# Pre-Processing and Training Data Development: CBARQ Survey

### Problem: Does dog breed affect behavioral traits, specifically chasing (or herding)?

The purpose of this project is to assess how dog breeds affect behavioral traits, with the focus narrowed to chasing (see previous EDA step of this project for explanation why). Therefore, here I will create dummy variables for the breeds and conduct a train/test split. I will not need to use a scaler, as all of my independent variables will be dummy values (binary 0s and 1s).

In [1]:
# Imports

import pandas as pd
import numpy as np
import matplotlib.pyplot as plt 
import seaborn as sns
from sklearn.model_selection import train_test_split

In [2]:
# Evaluate dataset created during EDA to double-check for missing values and datatypes.

df = pd.read_csv('EDA_CBARQ')

# print(df.isnull().sum())

# print(df.describe())

# print(df.head())

# print(df.columns)

# print(df.dtypes)

# Remove extra columns
df = df[['BreedID', 'chasing',]]

In [3]:
# Creating dummy/indicator variables for the categorical data, BreedID (10 values)

dummies = pd.get_dummies(df['BreedID']).astype('int')
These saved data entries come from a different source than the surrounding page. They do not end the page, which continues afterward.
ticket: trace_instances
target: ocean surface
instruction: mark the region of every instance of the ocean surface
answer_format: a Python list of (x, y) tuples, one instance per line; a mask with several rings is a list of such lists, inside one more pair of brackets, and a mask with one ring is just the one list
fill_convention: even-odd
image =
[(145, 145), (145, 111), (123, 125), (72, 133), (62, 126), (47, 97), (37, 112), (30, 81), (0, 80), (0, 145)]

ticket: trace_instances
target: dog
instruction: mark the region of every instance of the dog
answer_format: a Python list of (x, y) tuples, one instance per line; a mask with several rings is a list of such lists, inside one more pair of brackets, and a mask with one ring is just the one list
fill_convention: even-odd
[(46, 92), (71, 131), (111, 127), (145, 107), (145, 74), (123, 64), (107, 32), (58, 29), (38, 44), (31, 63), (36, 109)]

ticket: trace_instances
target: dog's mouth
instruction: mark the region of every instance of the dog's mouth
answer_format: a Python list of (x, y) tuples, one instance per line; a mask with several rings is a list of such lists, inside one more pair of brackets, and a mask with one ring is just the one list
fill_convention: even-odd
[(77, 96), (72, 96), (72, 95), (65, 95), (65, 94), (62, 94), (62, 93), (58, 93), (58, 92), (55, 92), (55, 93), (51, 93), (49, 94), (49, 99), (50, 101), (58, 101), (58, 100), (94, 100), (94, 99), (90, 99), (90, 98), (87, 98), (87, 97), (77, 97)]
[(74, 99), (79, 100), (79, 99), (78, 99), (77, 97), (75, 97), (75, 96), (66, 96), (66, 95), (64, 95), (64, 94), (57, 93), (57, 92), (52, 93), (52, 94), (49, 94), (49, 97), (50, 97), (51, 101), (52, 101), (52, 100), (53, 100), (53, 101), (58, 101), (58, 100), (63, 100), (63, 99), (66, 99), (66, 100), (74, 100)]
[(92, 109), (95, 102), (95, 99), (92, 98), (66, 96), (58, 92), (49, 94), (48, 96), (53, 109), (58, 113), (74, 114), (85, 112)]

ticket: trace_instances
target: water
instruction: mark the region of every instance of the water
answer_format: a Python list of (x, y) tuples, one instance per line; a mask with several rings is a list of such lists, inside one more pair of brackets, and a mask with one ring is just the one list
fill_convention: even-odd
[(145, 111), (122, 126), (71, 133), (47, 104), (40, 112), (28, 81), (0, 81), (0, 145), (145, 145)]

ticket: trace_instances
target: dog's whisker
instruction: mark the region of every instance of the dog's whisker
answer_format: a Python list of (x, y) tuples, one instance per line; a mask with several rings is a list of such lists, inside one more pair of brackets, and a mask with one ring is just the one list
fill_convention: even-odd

# Create a dataframe with the dummy variables, excluding the original column

df_final = pd.concat([df, dummies], axis=1).drop('BreedID', axis=1)
df_final.head()

Unnamed: 0,chasing,Australian Shepherd,Border Collie,Doberman Pinscher,German Shepherd,Golden Retriever,Labrador Retriever,Mixed Breed/Unknown,Poodle (Standard),Rottweiler,Soft Coated Wheaten Terrier
0,3.25,0,0,0,0,0,0,1,0,0,0
1,3.0,0,0,0,0,0,0,1,0,0,0
2,4.25,0,0,0,0,0,1,0,0,0,0
3,2.75,0,0,0,0,0,0,1,0,0,0
4,2.75,0,1,0,0,0,0,0,0,0,0


In [4]:
# Separate X and y dataframes

X = df_final[['Australian Shepherd', 'Border Collie', 'Doberman Pinscher',
              'German Shepherd', 'Golden Retriever', 'Labrador Retriever','Mixed Breed/Unknown', 
              'Poodle (Standard)', 'Rottweiler','Soft Coated Wheaten Terrier']]

y = df_final['chasing']

In [5]:
# Split data into training and test sets. (70/30 or 80/20)

Xtrain, Xtest, ytrain, ytest = train_test_split(X, y, test_size = 0.3, random_state = 55)

In [6]:
# Since all of my X values are binary 0/1 dummy variables for breeds, I don't need to use a scaler.
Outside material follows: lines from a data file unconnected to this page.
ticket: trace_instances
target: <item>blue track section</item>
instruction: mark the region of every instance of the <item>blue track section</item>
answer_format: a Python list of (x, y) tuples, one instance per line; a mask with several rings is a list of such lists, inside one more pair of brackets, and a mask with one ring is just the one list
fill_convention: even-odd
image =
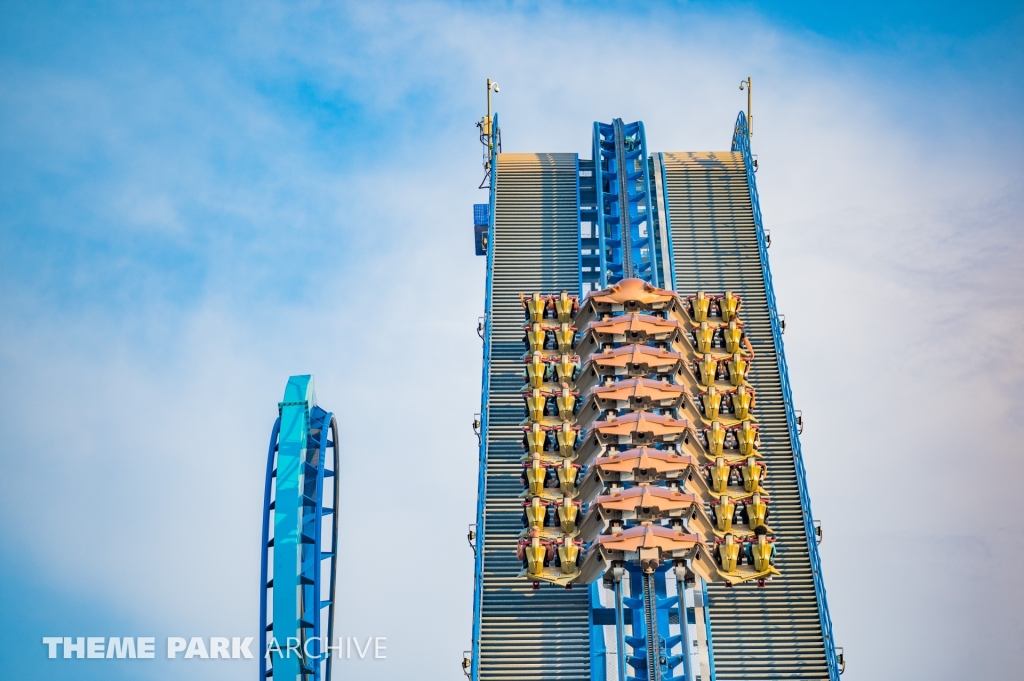
[(638, 277), (661, 286), (650, 219), (651, 182), (644, 124), (594, 123), (598, 288)]
[(327, 681), (332, 660), (325, 641), (334, 637), (338, 548), (338, 426), (316, 405), (312, 376), (292, 376), (278, 409), (264, 488), (260, 678)]
[(829, 616), (828, 602), (825, 598), (825, 580), (821, 576), (821, 557), (818, 555), (818, 543), (814, 532), (811, 497), (807, 493), (807, 473), (804, 471), (804, 457), (800, 449), (800, 434), (797, 428), (796, 412), (793, 409), (793, 392), (789, 386), (789, 368), (786, 365), (786, 353), (782, 345), (782, 324), (779, 321), (779, 311), (775, 304), (775, 290), (772, 288), (772, 271), (768, 265), (768, 242), (765, 238), (764, 224), (761, 221), (761, 206), (757, 198), (754, 163), (750, 155), (750, 136), (747, 134), (747, 117), (742, 111), (736, 117), (736, 127), (732, 136), (732, 150), (743, 154), (743, 164), (747, 171), (747, 182), (750, 185), (750, 202), (753, 205), (754, 226), (757, 229), (757, 248), (761, 258), (761, 271), (764, 272), (764, 287), (768, 297), (768, 313), (771, 318), (772, 337), (778, 354), (779, 377), (782, 382), (782, 396), (786, 406), (786, 421), (789, 425), (789, 436), (793, 442), (793, 458), (796, 463), (800, 503), (805, 511), (804, 530), (807, 534), (811, 570), (814, 574), (814, 593), (818, 601), (818, 613), (821, 617), (825, 653), (828, 657), (828, 674), (830, 681), (839, 681), (839, 663), (836, 658), (835, 640), (832, 638), (832, 618)]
Narrowing this dataset to just 'chasing' and breeds makes it far simpler and eliminates a lot of the noise generated by some other traits which didn't show very clear relationships. The reasoning for this limitation is in the EDA portion of this project.
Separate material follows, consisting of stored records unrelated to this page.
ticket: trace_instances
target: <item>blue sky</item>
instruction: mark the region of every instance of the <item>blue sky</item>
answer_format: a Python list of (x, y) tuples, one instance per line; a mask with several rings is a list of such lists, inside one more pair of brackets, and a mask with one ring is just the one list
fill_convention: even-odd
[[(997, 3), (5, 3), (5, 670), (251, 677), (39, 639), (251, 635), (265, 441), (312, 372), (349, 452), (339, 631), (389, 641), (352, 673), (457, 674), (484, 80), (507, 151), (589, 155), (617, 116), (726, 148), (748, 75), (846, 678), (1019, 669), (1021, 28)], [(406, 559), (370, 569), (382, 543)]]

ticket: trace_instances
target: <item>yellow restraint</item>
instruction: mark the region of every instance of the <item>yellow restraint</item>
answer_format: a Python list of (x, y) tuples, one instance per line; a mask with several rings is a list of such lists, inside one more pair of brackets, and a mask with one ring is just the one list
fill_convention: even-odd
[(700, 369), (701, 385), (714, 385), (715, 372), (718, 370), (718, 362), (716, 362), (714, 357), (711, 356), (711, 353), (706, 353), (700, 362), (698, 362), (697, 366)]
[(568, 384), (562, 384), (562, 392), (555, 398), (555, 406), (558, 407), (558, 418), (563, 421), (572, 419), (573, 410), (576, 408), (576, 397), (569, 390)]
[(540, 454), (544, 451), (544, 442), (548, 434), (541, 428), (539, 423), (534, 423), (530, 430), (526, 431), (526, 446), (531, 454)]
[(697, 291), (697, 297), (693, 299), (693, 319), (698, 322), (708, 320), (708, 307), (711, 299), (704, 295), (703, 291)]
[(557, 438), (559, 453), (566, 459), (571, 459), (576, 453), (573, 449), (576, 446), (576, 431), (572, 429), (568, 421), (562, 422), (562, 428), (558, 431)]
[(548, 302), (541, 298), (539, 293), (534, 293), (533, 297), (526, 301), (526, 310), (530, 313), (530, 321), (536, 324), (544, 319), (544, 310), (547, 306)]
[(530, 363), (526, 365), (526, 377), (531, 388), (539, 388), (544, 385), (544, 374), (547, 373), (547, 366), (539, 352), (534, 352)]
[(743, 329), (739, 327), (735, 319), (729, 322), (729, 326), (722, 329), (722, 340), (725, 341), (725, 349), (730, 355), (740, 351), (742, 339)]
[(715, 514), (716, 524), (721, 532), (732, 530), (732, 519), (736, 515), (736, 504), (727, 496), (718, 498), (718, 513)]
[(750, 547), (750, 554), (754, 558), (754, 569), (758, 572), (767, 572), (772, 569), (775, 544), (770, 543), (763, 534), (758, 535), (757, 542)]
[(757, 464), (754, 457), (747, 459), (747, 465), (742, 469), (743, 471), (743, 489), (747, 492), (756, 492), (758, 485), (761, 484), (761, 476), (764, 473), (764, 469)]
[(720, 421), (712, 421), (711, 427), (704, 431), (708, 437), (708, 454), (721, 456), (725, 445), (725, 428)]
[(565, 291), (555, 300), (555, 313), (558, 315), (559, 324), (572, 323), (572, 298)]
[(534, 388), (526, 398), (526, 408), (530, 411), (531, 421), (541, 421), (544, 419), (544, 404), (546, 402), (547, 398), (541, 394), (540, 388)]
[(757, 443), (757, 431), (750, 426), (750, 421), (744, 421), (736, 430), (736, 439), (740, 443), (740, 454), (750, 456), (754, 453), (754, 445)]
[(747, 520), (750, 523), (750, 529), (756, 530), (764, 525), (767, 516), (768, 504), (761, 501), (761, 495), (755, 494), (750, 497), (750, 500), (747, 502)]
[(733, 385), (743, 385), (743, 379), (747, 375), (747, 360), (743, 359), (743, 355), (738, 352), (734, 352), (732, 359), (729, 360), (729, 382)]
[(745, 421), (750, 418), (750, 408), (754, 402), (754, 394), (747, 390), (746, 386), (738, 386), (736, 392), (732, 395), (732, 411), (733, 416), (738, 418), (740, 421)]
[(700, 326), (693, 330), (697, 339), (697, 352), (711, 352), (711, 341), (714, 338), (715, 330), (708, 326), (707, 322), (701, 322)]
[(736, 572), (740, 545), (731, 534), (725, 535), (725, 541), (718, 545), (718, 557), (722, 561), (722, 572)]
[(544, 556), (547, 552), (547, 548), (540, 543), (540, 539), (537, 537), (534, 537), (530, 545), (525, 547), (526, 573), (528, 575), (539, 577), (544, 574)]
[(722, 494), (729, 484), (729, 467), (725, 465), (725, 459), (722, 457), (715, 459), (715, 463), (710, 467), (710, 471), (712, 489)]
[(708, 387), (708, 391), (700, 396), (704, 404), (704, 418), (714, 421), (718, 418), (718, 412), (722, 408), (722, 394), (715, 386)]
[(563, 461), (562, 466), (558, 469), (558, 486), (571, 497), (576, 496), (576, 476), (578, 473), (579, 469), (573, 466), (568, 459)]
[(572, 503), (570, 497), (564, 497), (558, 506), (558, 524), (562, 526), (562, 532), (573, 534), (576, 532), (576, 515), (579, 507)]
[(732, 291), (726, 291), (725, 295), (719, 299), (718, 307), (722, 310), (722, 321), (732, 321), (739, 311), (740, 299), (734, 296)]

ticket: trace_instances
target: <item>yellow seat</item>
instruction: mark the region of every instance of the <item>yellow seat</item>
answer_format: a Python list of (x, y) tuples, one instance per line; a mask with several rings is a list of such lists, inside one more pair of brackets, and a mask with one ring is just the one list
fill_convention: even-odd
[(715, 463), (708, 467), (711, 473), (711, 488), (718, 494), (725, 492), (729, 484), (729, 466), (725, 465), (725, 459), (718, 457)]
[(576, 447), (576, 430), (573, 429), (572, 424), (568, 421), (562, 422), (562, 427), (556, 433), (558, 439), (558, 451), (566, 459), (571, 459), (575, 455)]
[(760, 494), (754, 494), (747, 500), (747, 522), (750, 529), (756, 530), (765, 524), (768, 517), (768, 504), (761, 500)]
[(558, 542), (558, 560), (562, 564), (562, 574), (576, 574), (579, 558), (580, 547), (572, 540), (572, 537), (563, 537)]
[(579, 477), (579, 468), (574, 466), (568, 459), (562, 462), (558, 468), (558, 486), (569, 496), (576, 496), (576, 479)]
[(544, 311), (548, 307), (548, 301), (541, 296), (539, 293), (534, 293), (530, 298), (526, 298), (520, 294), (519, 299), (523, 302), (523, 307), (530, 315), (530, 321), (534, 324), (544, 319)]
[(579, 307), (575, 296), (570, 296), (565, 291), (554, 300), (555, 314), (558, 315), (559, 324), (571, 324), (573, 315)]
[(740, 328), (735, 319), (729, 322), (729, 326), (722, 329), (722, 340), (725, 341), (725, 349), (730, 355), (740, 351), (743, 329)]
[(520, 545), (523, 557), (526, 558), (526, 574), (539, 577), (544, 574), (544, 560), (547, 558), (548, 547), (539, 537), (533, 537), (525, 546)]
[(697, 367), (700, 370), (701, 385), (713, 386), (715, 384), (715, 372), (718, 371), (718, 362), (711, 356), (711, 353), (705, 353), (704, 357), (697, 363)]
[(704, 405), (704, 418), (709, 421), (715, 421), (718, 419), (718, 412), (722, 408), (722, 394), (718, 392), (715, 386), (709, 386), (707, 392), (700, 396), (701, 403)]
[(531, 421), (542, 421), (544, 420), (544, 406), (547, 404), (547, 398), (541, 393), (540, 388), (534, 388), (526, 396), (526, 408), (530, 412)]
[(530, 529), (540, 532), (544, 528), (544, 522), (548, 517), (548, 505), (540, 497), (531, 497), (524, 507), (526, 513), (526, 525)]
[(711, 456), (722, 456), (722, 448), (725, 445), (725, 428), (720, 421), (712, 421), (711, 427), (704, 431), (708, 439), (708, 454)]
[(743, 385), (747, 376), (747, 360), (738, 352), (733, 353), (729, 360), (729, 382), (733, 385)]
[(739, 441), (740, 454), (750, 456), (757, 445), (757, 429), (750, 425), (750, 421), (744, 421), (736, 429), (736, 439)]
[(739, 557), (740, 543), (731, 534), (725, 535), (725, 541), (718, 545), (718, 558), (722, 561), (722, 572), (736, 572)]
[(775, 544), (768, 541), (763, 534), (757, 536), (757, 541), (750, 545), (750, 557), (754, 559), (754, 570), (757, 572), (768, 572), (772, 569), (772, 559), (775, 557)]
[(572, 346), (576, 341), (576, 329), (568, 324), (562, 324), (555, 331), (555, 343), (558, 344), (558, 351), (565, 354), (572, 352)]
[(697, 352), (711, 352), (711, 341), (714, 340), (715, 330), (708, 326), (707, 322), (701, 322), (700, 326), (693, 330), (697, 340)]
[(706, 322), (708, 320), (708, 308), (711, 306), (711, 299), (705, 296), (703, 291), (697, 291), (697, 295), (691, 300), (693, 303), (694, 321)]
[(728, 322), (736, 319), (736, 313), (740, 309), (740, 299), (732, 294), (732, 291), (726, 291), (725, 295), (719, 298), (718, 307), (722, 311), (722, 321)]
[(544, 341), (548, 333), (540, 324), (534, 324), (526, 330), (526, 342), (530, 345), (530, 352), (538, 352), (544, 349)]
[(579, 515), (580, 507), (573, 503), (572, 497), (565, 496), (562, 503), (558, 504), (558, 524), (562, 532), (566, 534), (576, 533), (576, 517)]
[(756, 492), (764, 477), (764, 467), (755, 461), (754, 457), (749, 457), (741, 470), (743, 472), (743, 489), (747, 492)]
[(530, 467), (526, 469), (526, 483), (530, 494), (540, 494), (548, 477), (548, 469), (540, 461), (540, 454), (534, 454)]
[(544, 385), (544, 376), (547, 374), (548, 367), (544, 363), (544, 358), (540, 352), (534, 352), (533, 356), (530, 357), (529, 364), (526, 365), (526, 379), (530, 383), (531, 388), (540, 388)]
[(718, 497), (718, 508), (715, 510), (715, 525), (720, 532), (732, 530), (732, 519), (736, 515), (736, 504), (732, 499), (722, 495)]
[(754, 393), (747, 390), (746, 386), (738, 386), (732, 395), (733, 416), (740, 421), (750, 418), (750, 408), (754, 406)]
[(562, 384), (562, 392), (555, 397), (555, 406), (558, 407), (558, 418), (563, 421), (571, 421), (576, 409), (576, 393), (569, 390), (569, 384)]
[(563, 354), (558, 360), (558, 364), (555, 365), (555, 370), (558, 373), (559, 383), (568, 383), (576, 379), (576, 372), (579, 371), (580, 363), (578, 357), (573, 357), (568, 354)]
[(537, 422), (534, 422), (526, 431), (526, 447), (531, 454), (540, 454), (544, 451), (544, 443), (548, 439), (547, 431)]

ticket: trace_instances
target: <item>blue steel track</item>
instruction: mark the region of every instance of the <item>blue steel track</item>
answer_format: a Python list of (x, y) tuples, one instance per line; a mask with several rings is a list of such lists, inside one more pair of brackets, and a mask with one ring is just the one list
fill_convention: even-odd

The data has been separated into training and test sets, as well as X and y variables (with chasing being the y, dependent variable, and the breeds being the X, independent variables). All X values are 0 or 1, and y values ranging from 1-5 (as they were acquired through a survey which used those numbers for rating).